US Debt: The Reason Why You Can’t Get Ahead

by Marvin Byrd – LPC, December 2019

Ever wonder why no matter how hard you work it feels impossible to get ahead? People will tell you, it is all up to you, that it’s because of your spending habits, and lack of hard work and sacrifice. This, of course, is true, but the environment that we live in today is fundamentally different than it was in the 70’s, it is exponentially more difficult. People in the 70’s could expect to purchase a home in California for 2-3 times their annual income. Not only that, but they were often still raising a nuclear family with two kids on that same one income. Like my father, they were doing it on jobs that didn’t require an education, such as working in a grocery store. That reality is gone and here is what happened.

In November of 1980, there was just less than $1 trillion in US national debt. The M2 money supply, which is generally regarded as the total amount of US dollars in circulation, was about 1.6 trillion. This can be seen on After severing all ties to an actual commodity, gold, we realized we could borrow as much as we wanted. We did so through 30-year bonds. This meant the people at that time were able to enjoy the fallout of the wealth immediately, while the taxpayer 30 years in the future would carry the debt. Through the use of something called fractional banking, and the federal reserve creating all wealth out of debt through US bonds, the debt began to grow faster than the M2 money supply. Now we have approximately $23 trillion in debt and only $15 trillion in the M2 money supply. This means that there is more debt in existence than money!

So what? All of this debt has to be carried by someone, and it is. Through a system called fractional banking, this national debt gets turned into personal debt as it enters circulation. It is carried by all the people struggling with their student loans, all the people struggling with credit card debt, car loans, medical debt, tax debt, and any other type of debt. This means that while there might be more money in circulation there is exponentially more debt. This ratio creates scarcity and is a form of economic slavery as mathematically more people are required to be in even more debt. To further compound this problem, people who earned equity in a time where this ratio was more favorable often have that equity tied up in real property, stocks, and other things that are secure against inflation. This is a major reason why in California in the 70’s you could reasonably by a home for 2-3 times your annual income, and now it is 6 times or more.

The only force that balances this out is inflation. But with people creating mechanisms to secure their wealth against inflation and US bonds being designed to shield against inflation, this means that the problem can only grow at an exponential rate. Because US bondholders get to be repaid with inflation taken into consideration the amount of that liability will start to skyrocket at the rate we are spending. If we aren’t able to get our spending under control, the most likely scenario is a USSR style economic collapse, where there will be money to go around, but you need a wheelbarrow full of it to buy a loaf of bread. As Ron Paul points out, inflation is the hidden tax.

The libertarian party is the only truly fiscally conservative party and wants to minimize government spending. We understand that it is unethical to burden future generations with debt they did not earn. We support any policies which restrict government spending to a minimum necessary level. In a Senate hearing on October 30th, there was a bi-partisan conversation between Republicans Rand Paul and Cathy McMorris Rodgers, and Democrat Margaret C. Hassan as well as others about “zombie programs”. After a little research, they found $300 billion in annual spending from 1000 programs that are no longer authorized yet continue to get funding!

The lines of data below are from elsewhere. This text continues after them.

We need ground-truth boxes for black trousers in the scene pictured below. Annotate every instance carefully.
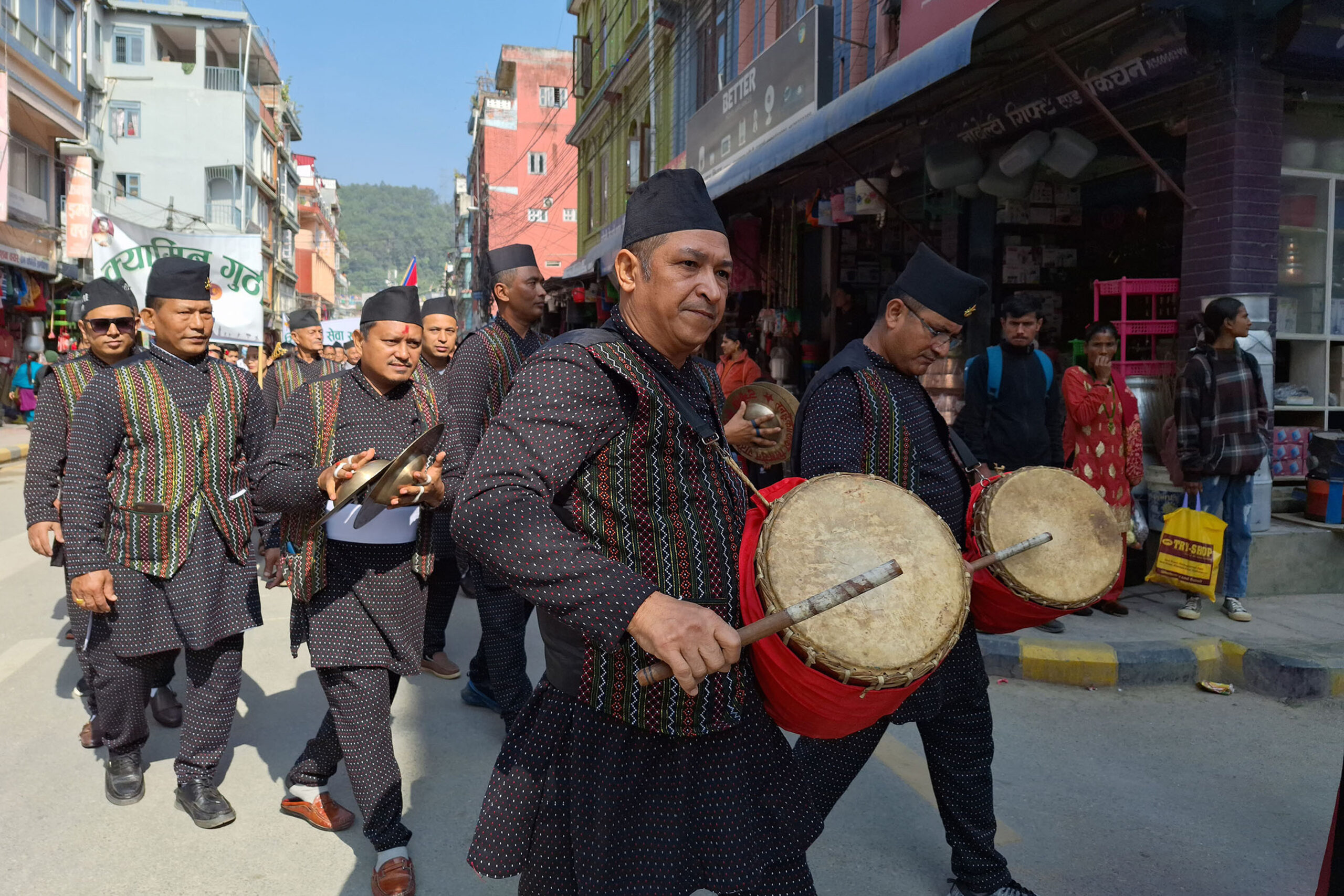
[466,563,532,721]
[85,633,243,785]
[289,666,411,852]
[425,552,463,657]
[793,626,1012,892]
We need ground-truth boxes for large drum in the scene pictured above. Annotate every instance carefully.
[967,466,1125,634]
[739,473,970,737]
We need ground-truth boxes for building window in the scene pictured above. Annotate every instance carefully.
[9,140,51,199]
[117,175,140,199]
[538,87,570,109]
[111,28,145,66]
[108,102,140,137]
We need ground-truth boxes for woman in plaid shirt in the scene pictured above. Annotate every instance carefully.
[1176,297,1270,622]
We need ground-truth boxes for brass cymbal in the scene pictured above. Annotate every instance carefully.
[723,382,799,466]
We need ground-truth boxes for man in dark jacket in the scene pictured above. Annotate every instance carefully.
[953,296,1065,634]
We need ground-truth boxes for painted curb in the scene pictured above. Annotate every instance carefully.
[980,634,1344,700]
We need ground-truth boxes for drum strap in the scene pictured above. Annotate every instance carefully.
[547,326,726,451]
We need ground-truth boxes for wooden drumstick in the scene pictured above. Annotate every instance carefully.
[967,532,1055,572]
[634,560,902,688]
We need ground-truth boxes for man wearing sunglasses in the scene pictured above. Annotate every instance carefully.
[23,277,182,748]
[793,246,1032,896]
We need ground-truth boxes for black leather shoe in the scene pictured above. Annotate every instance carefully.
[149,685,182,728]
[102,752,145,806]
[177,781,238,827]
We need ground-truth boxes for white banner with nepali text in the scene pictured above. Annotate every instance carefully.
[93,216,266,345]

Many of these programs are ones that people have simply forgotten about and are likely no longer are as relevant as they might have been in the 70’s when they were created. Examples of spending where authorization has elapsed was the Inter-American foundation that was created in the 60’s and last authorized in the 70’s. In the hearing, they cited examples of where money was being spent in these zombie programs, including a clown college in Argentina, providing welfare in Brazil, and funding the Haitian film industry. The full hearing can be seen here: In times of debt crisis, these types of programs are wasting money abroad that would certainly be more useful back home where so many people are struggling financially.